我雖然沒說,但我沒有想到,我媽和楊照的緣分是我攔也攔不住的命中註定。
頒獎典禮那天楊照和我一起去的,雖然我最終只是個優秀獎,但業界比較認可這個比賽出來的設計師,去不了大公司去些小公司應該是沒什麼問題的。我看著手裡的獎盃,覺得它就像是一塊沉甸甸的磚頭,肯定能把設計師大門砸出一個大洞,我再胖都能輕鬆鑽進去的那種。我看楊照也挺高興,獎盃還沒捂熱乎,他竟然拉著我去見了盧本邦的總設計師,這個人也是評委之一,我都不知道他們還互相認識。

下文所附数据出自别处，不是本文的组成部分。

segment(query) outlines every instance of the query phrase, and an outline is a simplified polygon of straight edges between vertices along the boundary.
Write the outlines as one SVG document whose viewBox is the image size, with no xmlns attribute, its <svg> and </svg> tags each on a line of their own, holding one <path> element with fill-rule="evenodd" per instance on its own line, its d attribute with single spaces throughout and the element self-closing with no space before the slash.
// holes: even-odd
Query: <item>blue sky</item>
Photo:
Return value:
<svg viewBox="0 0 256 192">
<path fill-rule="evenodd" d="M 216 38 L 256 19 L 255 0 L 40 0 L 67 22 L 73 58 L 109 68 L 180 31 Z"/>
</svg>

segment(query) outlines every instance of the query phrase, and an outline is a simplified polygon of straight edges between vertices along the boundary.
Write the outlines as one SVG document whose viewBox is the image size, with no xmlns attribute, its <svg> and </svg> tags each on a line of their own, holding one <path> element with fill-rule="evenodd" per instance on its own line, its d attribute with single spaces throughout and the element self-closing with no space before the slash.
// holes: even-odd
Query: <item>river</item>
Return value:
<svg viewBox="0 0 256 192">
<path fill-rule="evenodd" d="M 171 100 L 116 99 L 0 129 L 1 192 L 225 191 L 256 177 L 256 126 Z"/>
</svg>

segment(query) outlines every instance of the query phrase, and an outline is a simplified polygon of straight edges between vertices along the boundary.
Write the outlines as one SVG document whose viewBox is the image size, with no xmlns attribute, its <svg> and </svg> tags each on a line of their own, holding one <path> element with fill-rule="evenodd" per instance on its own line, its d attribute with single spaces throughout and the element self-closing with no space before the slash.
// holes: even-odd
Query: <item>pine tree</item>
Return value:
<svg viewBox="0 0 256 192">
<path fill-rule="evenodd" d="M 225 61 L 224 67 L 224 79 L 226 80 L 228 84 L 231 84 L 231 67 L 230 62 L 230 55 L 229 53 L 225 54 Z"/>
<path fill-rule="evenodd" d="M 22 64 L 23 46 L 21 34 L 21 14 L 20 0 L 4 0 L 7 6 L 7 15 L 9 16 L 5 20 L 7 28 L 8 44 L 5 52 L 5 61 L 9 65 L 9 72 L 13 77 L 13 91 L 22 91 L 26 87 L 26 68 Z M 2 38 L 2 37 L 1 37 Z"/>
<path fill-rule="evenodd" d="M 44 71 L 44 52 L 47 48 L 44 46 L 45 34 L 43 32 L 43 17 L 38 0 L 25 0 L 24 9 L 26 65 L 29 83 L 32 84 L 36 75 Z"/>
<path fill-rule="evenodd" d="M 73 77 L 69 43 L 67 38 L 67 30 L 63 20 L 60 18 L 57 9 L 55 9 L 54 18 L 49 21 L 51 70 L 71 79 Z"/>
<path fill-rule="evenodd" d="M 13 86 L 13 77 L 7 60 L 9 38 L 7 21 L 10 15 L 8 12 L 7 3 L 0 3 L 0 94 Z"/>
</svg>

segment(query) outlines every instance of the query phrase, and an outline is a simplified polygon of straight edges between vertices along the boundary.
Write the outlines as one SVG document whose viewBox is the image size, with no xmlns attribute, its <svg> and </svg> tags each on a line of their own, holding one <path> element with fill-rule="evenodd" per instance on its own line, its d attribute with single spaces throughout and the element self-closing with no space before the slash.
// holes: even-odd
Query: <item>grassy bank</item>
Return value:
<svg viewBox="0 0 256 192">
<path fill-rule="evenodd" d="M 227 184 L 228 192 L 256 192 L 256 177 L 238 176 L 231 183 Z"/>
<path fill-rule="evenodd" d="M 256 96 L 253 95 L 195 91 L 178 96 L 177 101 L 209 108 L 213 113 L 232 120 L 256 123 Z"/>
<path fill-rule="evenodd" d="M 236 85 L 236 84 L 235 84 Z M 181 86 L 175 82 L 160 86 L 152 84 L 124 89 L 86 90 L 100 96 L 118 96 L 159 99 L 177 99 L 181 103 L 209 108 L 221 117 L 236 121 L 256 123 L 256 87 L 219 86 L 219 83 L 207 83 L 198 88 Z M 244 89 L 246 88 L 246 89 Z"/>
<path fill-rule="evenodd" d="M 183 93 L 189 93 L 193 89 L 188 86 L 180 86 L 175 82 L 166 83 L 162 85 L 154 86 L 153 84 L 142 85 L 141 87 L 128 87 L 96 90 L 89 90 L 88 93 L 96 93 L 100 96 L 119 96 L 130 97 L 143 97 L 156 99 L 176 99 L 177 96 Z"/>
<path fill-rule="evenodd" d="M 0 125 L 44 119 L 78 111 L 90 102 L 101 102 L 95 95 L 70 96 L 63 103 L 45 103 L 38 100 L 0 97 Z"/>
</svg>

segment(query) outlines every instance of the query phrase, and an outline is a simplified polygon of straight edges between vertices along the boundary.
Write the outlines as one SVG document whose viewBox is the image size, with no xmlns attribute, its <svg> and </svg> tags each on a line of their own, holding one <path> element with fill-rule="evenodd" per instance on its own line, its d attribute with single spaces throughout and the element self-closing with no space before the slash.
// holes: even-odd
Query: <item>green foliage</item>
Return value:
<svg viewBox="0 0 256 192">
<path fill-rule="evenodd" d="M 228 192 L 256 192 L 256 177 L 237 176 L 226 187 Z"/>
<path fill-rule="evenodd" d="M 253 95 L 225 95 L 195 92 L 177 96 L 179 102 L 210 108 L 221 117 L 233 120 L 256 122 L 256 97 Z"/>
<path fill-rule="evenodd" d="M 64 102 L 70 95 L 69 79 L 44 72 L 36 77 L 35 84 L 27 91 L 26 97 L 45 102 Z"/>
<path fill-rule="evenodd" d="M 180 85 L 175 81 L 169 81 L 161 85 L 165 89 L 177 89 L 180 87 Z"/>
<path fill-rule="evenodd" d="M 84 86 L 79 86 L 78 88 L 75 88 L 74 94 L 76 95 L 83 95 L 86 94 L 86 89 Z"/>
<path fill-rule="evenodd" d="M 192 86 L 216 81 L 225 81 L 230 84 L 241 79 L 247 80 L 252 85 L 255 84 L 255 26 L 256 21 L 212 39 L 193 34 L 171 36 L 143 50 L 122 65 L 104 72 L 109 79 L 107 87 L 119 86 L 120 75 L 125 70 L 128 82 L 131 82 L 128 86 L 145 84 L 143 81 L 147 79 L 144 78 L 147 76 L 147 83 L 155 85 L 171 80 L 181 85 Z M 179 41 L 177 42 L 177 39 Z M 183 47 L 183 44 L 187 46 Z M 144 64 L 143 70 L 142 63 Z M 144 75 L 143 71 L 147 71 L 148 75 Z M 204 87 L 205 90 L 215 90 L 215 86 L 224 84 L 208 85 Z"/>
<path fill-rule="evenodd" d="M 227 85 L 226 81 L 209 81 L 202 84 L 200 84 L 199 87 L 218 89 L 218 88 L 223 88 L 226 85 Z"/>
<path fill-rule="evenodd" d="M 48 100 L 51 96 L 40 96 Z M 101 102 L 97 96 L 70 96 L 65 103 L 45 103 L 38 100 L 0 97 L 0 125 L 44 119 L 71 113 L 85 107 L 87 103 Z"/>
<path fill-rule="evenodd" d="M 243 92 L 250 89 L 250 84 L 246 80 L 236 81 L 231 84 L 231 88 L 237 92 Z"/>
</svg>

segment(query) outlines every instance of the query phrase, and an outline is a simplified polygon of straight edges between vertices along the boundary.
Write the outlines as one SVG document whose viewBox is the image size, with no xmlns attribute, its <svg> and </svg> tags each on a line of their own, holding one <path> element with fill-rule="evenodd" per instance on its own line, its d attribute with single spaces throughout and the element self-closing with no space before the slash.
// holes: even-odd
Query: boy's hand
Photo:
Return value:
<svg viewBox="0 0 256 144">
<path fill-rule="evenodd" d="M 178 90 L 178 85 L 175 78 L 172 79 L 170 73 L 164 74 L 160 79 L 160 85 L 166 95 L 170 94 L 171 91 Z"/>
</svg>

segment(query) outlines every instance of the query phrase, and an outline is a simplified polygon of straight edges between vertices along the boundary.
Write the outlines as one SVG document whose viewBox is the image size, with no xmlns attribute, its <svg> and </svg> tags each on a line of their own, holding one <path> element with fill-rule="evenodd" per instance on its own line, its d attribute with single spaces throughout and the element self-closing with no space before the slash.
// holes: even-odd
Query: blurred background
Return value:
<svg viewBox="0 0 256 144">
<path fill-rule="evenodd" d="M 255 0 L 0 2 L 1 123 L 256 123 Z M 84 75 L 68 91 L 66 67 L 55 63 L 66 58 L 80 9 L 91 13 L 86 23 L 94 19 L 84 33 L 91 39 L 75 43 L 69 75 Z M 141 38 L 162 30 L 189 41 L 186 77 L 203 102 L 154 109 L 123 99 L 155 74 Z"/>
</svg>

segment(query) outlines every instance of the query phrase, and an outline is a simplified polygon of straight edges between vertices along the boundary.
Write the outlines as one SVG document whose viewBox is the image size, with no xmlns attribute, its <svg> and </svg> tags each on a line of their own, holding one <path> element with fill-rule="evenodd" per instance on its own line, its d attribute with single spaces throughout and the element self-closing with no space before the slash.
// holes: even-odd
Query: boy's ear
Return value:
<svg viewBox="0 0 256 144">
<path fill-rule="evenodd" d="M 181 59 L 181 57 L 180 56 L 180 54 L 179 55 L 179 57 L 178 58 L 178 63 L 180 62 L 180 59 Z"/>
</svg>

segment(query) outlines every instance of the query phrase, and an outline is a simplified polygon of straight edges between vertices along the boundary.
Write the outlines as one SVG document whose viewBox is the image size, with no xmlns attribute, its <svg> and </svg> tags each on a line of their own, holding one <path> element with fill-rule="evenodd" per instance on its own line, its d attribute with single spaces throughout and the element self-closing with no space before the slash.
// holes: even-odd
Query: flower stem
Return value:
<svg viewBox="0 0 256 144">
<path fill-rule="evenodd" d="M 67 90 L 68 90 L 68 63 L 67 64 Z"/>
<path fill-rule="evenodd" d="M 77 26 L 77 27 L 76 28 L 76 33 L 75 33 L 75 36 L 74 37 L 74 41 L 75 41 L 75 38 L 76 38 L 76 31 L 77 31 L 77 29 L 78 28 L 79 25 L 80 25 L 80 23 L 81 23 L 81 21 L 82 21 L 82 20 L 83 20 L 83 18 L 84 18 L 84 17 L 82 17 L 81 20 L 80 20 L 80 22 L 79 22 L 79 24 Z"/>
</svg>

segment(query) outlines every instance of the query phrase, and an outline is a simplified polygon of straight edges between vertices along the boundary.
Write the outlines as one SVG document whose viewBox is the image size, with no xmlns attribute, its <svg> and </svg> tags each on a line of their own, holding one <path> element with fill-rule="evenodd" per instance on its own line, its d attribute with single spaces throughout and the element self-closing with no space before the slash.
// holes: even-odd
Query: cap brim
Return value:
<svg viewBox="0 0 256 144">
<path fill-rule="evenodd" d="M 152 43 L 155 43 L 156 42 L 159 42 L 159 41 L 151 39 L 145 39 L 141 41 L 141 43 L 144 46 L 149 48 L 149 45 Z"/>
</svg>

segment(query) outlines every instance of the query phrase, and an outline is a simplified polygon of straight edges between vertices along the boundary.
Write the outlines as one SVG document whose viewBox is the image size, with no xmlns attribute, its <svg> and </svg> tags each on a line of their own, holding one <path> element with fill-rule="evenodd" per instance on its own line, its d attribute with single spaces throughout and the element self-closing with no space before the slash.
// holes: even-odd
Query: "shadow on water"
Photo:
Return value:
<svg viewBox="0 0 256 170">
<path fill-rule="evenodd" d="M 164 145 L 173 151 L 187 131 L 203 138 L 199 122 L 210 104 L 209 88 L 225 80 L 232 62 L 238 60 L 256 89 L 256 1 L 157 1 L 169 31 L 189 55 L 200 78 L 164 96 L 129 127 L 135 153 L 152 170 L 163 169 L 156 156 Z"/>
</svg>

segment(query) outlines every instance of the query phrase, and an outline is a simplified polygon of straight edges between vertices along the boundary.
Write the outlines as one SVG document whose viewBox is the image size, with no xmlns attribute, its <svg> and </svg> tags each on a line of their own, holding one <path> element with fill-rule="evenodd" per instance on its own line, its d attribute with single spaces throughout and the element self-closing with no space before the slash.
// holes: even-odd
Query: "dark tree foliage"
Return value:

在晚宴上,楊照先做中介,讓我和總設計師互相認識了一下,然後吩咐我去拿酒。
那我就去拿了,結果回來人不見了,找了一圈還是沒有,沒有就算了,反正酒都拿了,再放回去怕是不道德,我就一口一杯全喝了,喝完發現這個酒還挺好喝,我就又拿了兩杯,喝完又找了一圈,找了一圈還是沒發現楊照他倆,我給楊照發微信,不回,打電話,不接。
不搭理我就算了,那我就繼續喝酒吧,反正今天挺高興。
又喝了兩杯,我就更高興了,打電話給馬琳,把今天的好訊息告訴馬琳。
馬琳那邊倒是很冷靜,反問我:「你給我打電話幹嗎?」
我說:「跟你分享我的喜悅啊!」
馬琳說:「這個時候你跟我分享什麼喜悅?你自己喝什麼喝?你看看別人都幹嗎呢?你想喝酒姐給你買去,但是姐姐我可提供不了有這麼多業界人脈的場合給你!你還不趁現在多認識認識幾個知名設計師和設計公司的老闆,給你自己的未來鋪鋪路找找工作,你跟我在這兒臭嘚瑟什麼!好資源都讓你給浪費了!」
我一下子就醒酒了,馬琳最近火氣有點兒大,但是她說得可真對啊。
我放下酒杯楊照就回來了,他說:「走吧。」
我說:「你別逗了楊老師!我還沒幹正事兒呢!我好不容易來了,我得給自己找找出路。」
楊照笑了,說:「你看你臉都紅了,誰會跟一個喝多了的設計師談工作,你可真是沒來過這種場合。」
我有點兒急了,說:「那咋辦,我去洗個臉去!」
楊照拉住我,說:「你洗臉就能給你洗白了?」
不能,我無話可說。
楊照說:「你覺得盧本邦怎麼樣?」
我說:「喝多了我也知道那是國內最好的設計公司,你問我這個幹嗎,你當我傻?還是你有毛病?」
楊照說:「你可以去那兒工作。」
我把全世界的鄙視都吸收到體內後才說:「我去不上!」
楊照說:「明天盧本邦的人事經理會給你打電話,具體的事兒還是你們去碰一下。」
我腦袋裡在放煙花,心裡想,在我對面這個男的是誰啊?
淨和我吹牛。
楊照帶我回家,我沒想到這酒的後勁兒還挺大。
下車的時候不小心高跟鞋和腳分離了,我低頭去找鞋,邊找邊說:「我鞋呢?我鞋呢?」
楊照拿了我的鞋子,彎腰要給我穿上,我連忙搶過來說:
「不用不用,我腳出了點兒汗,鞋子一捂會有點兒臭,我自己穿就行。」
我扶著他的車穿鞋,楊照看著我說:「你怕我嫌你腳臭?」
這不廢話嗎?我現在怕你發現我的一切小瑕疵,更何況是腳臭了。
我一抬頭,看到我媽從我身邊走過去,一手拎著一大袋手紙一手拿著一瓶醬油。這老太太還想裝作和我是路人,就這麼走過去。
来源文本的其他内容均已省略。